Amazing to think that parser combinator libraries are an almost 20 year old technique now.

And if you think these things are toys, consider e.g. http://hackage.haskell.org/package/FpMLv53 is used to process transactions worth billions.

hugofirth · on May 5, 2014

Even though they have performance issues - I still love Scala's parser combinator libraries. I hadn't really dealt much with parsing prior to my use of them, and they made the process of parsing seem a lot more obvious and less "mystical" .

platz · on May 5, 2014

I saw there was a port of attoparsec recently, but it still has to use trampolines.

Do you know of any benchmarks of different parsers, especially combinator libraries?

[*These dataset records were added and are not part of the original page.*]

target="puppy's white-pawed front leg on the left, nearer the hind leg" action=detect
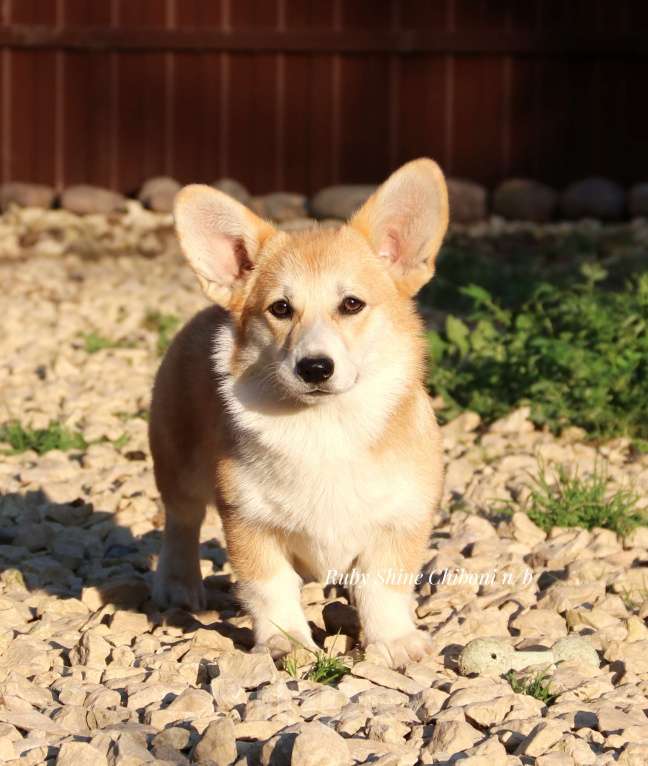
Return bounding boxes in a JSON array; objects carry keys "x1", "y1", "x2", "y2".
[{"x1": 223, "y1": 514, "x2": 317, "y2": 658}]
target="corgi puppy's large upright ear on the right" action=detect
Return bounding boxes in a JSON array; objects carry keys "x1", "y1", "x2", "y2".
[{"x1": 350, "y1": 157, "x2": 448, "y2": 295}]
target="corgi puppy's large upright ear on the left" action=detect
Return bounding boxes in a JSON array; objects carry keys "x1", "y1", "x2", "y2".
[{"x1": 174, "y1": 184, "x2": 275, "y2": 307}]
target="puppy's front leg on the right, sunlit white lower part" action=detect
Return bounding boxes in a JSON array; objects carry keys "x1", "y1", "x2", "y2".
[{"x1": 353, "y1": 523, "x2": 431, "y2": 668}]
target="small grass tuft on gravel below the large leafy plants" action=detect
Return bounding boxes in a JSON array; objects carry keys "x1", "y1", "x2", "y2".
[{"x1": 505, "y1": 466, "x2": 648, "y2": 536}]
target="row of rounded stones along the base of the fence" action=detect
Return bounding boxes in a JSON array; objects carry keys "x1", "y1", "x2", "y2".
[{"x1": 0, "y1": 176, "x2": 648, "y2": 236}]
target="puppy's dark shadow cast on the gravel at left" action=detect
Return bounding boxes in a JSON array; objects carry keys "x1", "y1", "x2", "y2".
[{"x1": 0, "y1": 490, "x2": 254, "y2": 648}]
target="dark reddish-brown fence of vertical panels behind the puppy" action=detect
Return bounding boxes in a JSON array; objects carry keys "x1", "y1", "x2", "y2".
[{"x1": 0, "y1": 0, "x2": 648, "y2": 193}]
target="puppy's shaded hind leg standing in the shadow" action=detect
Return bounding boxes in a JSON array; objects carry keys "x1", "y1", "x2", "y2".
[{"x1": 153, "y1": 497, "x2": 206, "y2": 611}]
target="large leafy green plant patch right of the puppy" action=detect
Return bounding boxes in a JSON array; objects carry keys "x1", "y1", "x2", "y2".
[{"x1": 428, "y1": 260, "x2": 648, "y2": 445}]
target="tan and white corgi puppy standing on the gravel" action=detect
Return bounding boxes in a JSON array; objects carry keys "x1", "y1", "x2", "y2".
[{"x1": 150, "y1": 159, "x2": 448, "y2": 667}]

stephenjudkins · on May 5, 2014

parboiled2 [https://github.com/sirthias/parboiled2] offers pretty much everything the built-in parser combinators do, but with fewer bugs and vastly improved performance. Since both use PEG grammars, it should be straightforward to port over. parboiled2 is fast because it generates fast, stateful parsers using macros while only exposing a purely functional interface.

phpnode · on May 5, 2014

isn't there a good PEG available for python? Compare the source code in the post to the equivalent PEG.js grammar - http://pegjs.majda.cz/online

Ygg2 · on May 5, 2014

What is the relationship between PEG parsers and Parser Combinators?

MarkCC · on May 5, 2014

(Original blogpost author here.)

They're pretty much orthogonal.

PEG is a particular parsing technique. Combinators are a technique for implementing parsers.

You can write a parser combinator library which uses PEG or packrat algorithms underneath.

In this blog post, the library that I'm using is basically building LL parse generators, not PEG. But you could easily implement a PEG-based combinator system.

I didn't do that, because I didn't want to get bogged down with explaining too much about parsing algorithms. The LL/recursive descent approach is pretty easy to understand when you see the grammar code. For PEG, I would have needed to spend more time explaining the algorithms, and the post was already too long!

jerf · on May 5, 2014

That's not quite equivalent; the JS doesn't do division or subtraction.

The Python syntax is a bit klunky. The Haskell equivalent is on par with the PEG. I don't know how they compare as the grammars become non-trivial.